It’s a simple car compared with much of the machinery Rally Prep has built, but Yates is still delighted that the first prototype “just worked”. Nine months of trials have already been conducted and they’ve been very promising. The plan is to build, develop and publicise the car through 2021 (despite Covid, Watt EV is only a few weeks behind the lively schedule Yates laid out a year ago) and customer cars should start to flow early next year.
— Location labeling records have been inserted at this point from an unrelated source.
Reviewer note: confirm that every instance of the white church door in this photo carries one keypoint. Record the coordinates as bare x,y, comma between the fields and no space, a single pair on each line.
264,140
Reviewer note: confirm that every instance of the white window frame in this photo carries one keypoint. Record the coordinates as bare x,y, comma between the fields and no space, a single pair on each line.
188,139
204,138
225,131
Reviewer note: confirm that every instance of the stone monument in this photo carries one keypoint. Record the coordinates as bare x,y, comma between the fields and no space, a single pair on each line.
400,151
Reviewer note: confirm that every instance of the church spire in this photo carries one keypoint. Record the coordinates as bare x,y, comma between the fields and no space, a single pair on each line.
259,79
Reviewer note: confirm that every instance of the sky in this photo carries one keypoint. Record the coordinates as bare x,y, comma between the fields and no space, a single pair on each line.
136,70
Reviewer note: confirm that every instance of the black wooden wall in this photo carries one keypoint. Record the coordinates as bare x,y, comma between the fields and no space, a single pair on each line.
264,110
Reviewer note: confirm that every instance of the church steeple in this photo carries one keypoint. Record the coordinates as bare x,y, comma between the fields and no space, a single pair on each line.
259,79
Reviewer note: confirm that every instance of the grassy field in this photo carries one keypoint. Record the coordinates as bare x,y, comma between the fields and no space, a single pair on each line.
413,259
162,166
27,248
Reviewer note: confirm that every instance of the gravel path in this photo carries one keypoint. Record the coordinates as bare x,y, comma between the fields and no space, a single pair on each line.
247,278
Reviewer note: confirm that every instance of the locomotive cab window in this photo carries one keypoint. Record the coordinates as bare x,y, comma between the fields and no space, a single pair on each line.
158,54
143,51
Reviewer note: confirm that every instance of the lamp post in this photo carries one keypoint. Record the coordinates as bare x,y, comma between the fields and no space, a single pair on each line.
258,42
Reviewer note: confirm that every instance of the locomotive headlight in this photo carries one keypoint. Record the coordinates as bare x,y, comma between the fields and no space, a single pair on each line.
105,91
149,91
After its latest round of developments, the first prototype weighs just 902kg. Yates expects the production version, with all running gear and a relatively light and simple interior, to weigh less than 1000kg. His simulation tools, which after recent tuning align accurately with the prototype’s real-time performance, predict that a production car with a single 107bhp motor will deliver 0-62mph acceleration in 7.2sec, or 5.3sec with the optional 160bhp unit. The battery is a 39.6kWh unit that uses Nissan Leaf cells. With the lower-powered motor, the indicated WLTP range is 230 miles, or 180-190 miles in the real world.
That’s impressive, and underscores the importance of light weight and good aerodynamics in an EV. Though venerable, the Porsche outline is sleek, the underbody is flat and the frontal area is comparatively small. The WEV Coupé uses the 356’s body dimensions and wheelbase almost exactly, but it has neater lights, finer panel gaps, smoother flanks and wider tracks so its wheels fill the arches better than the originals ever did.
Yates is keen to make his coupé practical, a daily driver. He scorns the EV “arms race”, which results in a heavy battery, a big motor, wheels and tyres needlessly wide, brakes needlessly big, running gear needlessly heavy and a car whose road ability is upset by unnecessary unsprung weight.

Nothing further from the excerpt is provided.